Las patronales han pasado de aplaudir la movilización de avales y recursos públicos que tratan de garantizar su supervivencia a tachar de bolivarianas las medidas que intentan impedir que sean los trabajadores los que, en última instancia afronten las consecuencias del inevitable espasmo económico. No es verdad, como se alega, que se hayan prohibido los despidos por decreto, pero sí que se ha cerrado el camino fácil de la extinción laboral por causas objetivas, que fue la vía por la que las empresas prescindieron de sus trabajadores fijos y más antiguos en la pasada crisis para sustituirlos por empleos temporales y precarios y ajustar así sus gastos de personal.

No es que se sospeche que los empresarios preferirán despedir a razón de 20 días al año por 12 mensualidades en vez de a 33 días por 24. Es que es una certeza obtenida de la experiencia. ¿Es un ataque a las empresas establecer que la nueva paralización decretada, que bien podría verse como un adelanto de la Semana Santa, se considere un período de vacaciones retribuidas a recuperar a lo largo del año? Ojalá pudiera asumir el coste  el Estado si no fuera porque hasta las mejores barras libres terminan cerrando los grifos de cerveza.

Dentro de todas las improvisaciones, cuyos resultados se apreciarán en el futuro inmediato, se agradece al menos el intento de que los más débiles no queden al pairo de los acontecimientos. Esta es una abismal diferencia de enfoque respecto al pasado más reciente. En medio de mensajes constantes de que lo mejor que cada uno puede hacer por los demás es quedarse en casa, se echa en falta otra campaña masiva dirigida a los empresarios: no aprovechen el curso del Pisuerga y no despidan si no es estrictamente necesario porque la comunidad se lo agradecerá.

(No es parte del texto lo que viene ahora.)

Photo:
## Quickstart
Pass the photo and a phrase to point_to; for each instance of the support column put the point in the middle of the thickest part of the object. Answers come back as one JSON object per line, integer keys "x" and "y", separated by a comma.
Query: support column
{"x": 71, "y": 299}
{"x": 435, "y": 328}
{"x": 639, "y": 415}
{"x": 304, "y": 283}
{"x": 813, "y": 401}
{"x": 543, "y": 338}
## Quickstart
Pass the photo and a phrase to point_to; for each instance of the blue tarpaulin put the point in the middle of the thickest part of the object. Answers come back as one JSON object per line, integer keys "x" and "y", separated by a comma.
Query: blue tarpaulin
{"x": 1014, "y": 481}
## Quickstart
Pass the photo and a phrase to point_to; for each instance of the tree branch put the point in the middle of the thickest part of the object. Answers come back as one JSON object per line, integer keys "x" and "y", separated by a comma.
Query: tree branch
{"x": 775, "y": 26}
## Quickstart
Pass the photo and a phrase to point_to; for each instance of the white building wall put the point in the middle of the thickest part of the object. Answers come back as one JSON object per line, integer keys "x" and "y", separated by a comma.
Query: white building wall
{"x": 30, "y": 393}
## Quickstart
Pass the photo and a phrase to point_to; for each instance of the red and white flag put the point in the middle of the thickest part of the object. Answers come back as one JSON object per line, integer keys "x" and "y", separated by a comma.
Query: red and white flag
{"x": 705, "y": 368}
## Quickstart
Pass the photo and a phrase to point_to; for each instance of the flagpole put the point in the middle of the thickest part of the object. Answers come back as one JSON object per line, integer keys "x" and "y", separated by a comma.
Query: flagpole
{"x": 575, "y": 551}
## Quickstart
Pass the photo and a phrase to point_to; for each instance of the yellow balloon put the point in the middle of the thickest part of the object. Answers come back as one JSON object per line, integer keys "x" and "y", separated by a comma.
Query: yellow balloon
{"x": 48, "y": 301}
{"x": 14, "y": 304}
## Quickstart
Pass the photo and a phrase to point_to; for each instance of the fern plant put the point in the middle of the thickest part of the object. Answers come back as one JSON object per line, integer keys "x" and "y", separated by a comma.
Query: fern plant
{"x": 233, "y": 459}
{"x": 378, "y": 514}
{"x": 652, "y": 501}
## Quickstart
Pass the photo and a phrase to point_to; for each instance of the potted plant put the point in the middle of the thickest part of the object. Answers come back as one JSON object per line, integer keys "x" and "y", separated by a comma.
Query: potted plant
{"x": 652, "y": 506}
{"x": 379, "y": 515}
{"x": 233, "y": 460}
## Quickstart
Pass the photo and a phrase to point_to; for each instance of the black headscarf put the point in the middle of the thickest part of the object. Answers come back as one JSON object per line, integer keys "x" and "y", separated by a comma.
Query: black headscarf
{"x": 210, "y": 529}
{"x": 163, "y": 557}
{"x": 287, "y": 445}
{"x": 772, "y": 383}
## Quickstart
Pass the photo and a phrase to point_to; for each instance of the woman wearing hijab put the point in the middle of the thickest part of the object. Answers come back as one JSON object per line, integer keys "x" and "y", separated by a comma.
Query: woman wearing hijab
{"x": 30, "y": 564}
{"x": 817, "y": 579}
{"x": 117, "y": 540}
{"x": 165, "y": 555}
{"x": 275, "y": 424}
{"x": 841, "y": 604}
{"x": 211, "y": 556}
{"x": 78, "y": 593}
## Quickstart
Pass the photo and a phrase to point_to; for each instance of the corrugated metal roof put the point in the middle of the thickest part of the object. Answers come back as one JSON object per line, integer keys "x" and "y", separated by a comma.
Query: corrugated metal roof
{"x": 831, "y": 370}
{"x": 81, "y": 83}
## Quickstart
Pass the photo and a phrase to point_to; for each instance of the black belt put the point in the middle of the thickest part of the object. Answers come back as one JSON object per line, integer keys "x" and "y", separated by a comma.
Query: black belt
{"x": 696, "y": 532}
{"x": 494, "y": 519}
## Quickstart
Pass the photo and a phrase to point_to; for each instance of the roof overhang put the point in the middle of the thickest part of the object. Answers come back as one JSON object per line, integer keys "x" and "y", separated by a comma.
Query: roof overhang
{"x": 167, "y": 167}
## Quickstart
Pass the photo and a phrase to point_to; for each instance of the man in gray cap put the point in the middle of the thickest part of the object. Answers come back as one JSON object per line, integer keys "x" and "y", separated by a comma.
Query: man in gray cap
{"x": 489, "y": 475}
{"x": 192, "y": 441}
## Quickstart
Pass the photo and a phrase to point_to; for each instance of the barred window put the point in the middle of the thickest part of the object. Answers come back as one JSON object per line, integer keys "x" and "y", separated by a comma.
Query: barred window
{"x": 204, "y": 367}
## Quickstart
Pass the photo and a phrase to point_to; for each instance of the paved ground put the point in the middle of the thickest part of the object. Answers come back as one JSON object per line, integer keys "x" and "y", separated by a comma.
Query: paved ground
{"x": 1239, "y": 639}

No puede ser que el paisaje después de la batalla sea el mismo con independencia de si la pelea se entabla contra una burbuja financiera o contra un puñetero microbio. Improvisen otra imagen menos terrible, aun a costa de menores beneficios o pérdidas ocasionales, y háganse acreedores de los aplausos. Fijen la hora más conveniente y estaremos en los balcones.